Los electrolitos también se pierden del cuerpo a través de varias rutas. El sudor contiene sodio, cloruro y cantidades menores de potasio y magnesio. La composición de la orina varía según la ingesta y la regulación renal. Se pierden pequeñas cantidades a través de las heces y, en cantidades mínimas, a través de la piel y la respiración.
Electrolitos en Diferentes Contextos Corporales
La concentración de electrolitos varía considerablemente dependiendo de la ubicación y la circunstancia. El plasma sanguíneo contiene típicamente sodio a aproximadamente 135-145 mmol/L, potasio a 3.5-5.0 mmol/L y cloruro a 95-105 mmol/L.Estos rangos se miden rutinariamente en pruebas médicas y representan las concentraciones observadas en individuos sanos.
La composición del sudor difiere de la del plasma sanguíneo. Mientras que el sodio y el cloruro están presentes en el sudor, sus concentraciones son más bajas que en la sangre. Las tasas de sudor y las concentraciones de electrolitos en el sudor varían entre individuos y pueden diferir según la temperatura, la ropa y la aclimatación al calor. Alguien que vive en un clima cálido puede tener diferentes concentraciones de electrolitos en el sudor en comparación con alguien en un entorno más fresco.
La saliva, las lágrimas y los fluidos digestivos tienen perfiles de electrolitos distintos. El jugo gástrico es notablemente ácido y contiene altas concentraciones de cloruro junto con cantidades más pequeñas de potasio y sodio. Las secreciones pancreáticas contienen bicarbonato, sodio y cloruro.Estas composiciones variables reflejan los diferentes entornos químicos requeridos en diferentes partes del cuerpo.
La carga eléctrica llevada por los electrolitos está asociada con varios procesos celulares. Las células nerviosas, las células musculares y muchos otros tipos de células tienen membranas con propiedades eléctricas que dependen del movimiento de partículas cargadas. La diferencia de carga a través de una membrana celular, creada por distribuciones desiguales de iones, es una propiedad física medible llamada potencial de membrana.

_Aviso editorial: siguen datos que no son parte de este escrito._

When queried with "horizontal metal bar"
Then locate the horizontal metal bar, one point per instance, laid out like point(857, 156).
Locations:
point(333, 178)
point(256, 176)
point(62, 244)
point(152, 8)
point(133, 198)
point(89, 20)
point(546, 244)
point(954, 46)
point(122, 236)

En contextos comerciales, los productos que contienen electrolitos vienen en numerosos formatos. Los polvos diseñados para mezclar con agua, las bebidas listas para beber, las tabletas y los geles representan diferentes métodos de entrega para minerales. Las concentraciones de estos productos varían ampliamente, desde isotónicas (similares a los fluidos corporales) hasta hipertónicas (mayor concentración) u opciones hipotónicas (menor concentración).Cada formato ofrece diferentes factores de conveniencia para diferentes escenarios de uso, ya sea en casa, durante los viajes o en situaciones activas.

La presencia de electrolitos en el cuerpo humano es un hecho químico; estos minerales son parte de nuestra composición biológica, obtenidos a través de la dieta y distribuidos por mecanismos fisiológicos que han evolucionado durante millones de años.